Representative examples of transient DA oxidation signals elicited by MFB stimulation and in vitro DA application. The horizontal bar indicates the onset of 2 s bath DA application and stimulation. Scale bars indicate 1 nA (vertical) and 1 s (horizontal). Inset: background subtracted cyclic voltammograms obtained at the peak of the response.

The data were monitored for DA peaks during the CS periods in the last four trials of conditioning and extinction since rat performance was highest and lowest during these phases, respectively. Only the first three trials of the reinstatement phase were monitored since reinstatement performance was significantly higher than extinction performance only in these trials.

DA Signals during Acquisition of the CS

The left side of Figure 4 shows representative DA peak amplitudes from one rat during the conditioning, extinction, and reinstatement phases in the top, middle and bottom panels, respectively. Three of the four animals showed these responses. One rat failed to show significant DA peaks during conditioning trials despite behavioral evidence of learning, but DA peaks appeared during reinstatement (see below), indicating that DA was detectable in this animal.

Fig. 4.

Fig. 4

DA transients recorded during the 10 s CS and 10 s pre-CS periods during the acquisition, extinction, and reinstatement trials for Rats 4 and 2 in the left and right columns, respectively. DA transients, indicated by asterisks, were confirmed by corresponding background subtracted voltammograms shown in the left-most and right-most columns for Rats 4 and 2, respectively. Arrows indicate the onset of the 10 s tone period. Only first-peak voltammograms are presented.

DA Signals during Extinction and Reinstatement

Although there was a decrease in peak DA amplitudes in all rats during extinction, one rat continued to show discernible DA peaks during extinction (right side of Figure 4) despite complete elimination of the conditioned response. Free food pellets reinstated the DA peaks during the CS in all rats. Interestingly, the rat that failed to show DA peaks during acquisition trials showed DA signals during reinstatement, suggesting that habituation during conditioning may have prevented the DA response to the CS during reinforced trials at test. Non-contingent food deliveries trials may have caused dishabituation and reinstated DA activity to subsequent CS presentations.

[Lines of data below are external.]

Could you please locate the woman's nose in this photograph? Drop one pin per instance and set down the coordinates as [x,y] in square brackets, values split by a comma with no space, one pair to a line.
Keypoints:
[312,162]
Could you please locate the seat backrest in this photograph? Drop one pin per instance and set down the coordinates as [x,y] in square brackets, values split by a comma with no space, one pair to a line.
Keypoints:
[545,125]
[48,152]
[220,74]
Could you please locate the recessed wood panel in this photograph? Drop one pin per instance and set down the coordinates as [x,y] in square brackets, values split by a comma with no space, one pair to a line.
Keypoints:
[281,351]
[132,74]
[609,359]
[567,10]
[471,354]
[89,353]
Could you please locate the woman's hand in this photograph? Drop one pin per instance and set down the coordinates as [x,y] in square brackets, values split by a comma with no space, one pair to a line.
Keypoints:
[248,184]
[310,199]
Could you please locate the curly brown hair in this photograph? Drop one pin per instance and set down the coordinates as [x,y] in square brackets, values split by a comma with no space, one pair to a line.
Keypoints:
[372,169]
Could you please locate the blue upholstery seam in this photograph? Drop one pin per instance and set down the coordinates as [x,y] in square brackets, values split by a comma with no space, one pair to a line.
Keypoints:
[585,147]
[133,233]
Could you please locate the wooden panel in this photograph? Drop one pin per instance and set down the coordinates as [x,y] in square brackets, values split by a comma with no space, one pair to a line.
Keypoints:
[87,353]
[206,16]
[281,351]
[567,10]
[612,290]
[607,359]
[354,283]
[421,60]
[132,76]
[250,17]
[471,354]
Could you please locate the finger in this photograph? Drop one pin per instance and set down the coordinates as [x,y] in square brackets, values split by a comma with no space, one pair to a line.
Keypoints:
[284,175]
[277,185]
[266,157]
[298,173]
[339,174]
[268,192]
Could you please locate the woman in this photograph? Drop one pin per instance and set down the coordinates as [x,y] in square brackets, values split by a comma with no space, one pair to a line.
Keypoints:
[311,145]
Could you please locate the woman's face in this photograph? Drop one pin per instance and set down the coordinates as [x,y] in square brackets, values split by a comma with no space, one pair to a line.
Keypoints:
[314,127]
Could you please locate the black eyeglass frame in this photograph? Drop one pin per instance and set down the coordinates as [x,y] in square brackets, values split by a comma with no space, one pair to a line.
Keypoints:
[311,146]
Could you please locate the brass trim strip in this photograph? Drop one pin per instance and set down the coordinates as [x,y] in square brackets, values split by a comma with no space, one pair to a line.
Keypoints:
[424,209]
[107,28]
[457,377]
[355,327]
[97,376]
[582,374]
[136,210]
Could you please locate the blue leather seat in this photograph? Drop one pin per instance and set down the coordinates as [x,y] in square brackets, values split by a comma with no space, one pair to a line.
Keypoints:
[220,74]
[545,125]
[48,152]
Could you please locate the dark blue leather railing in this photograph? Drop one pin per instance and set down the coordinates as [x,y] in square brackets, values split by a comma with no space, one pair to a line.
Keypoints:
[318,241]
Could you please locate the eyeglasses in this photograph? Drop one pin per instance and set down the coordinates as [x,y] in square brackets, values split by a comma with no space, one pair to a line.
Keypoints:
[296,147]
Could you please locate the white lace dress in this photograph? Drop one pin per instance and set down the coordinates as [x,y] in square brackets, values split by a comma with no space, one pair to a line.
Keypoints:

Figure 5 shows the mean (±SEM) of the peak DA amplitude in response to the CS across acquisition, extinction, and reinstatement trials. Note the marked decrease in DA amplitude during extinction relative to the other phases. Peak height was measured as percent increase from the inflection point, which is at least two standard deviations above the mean of the preceding three successive points (Sunsay & Rebec, 2008). A repeated-measures ANOVA revealed a significant effect of phase (i.e., acquisition, extinction, reinstatement), F (2, 4) = 8.68, d = 0.9. Pairwise comparisons between the phases showed a significant decrease in DA peak amplitude during extinction compared to that in both acquisition and reinstatement, F (1, 4) = 16.47 and F (1, 4) = 8.14, smallest d = 0.89, respectively. There was no reliable difference in amplitude between acquisition and reinstatement, F (1, 4) = 1.45.

Fig. 5.

Fig. 5

Mean (±SEM) of DA peak amplitudes to the CS across acquisition, extinction, and reinstatement trials. Conditioning produced DA transients in most animals and extinction reduced the amplitudes of the DA transients that reappeared during reinstatement. Analysis was limited to transients ≥16% above background and voltammetrically identified as DA. Brackets indicate SEM. Asterisks indicate significant differences between phases.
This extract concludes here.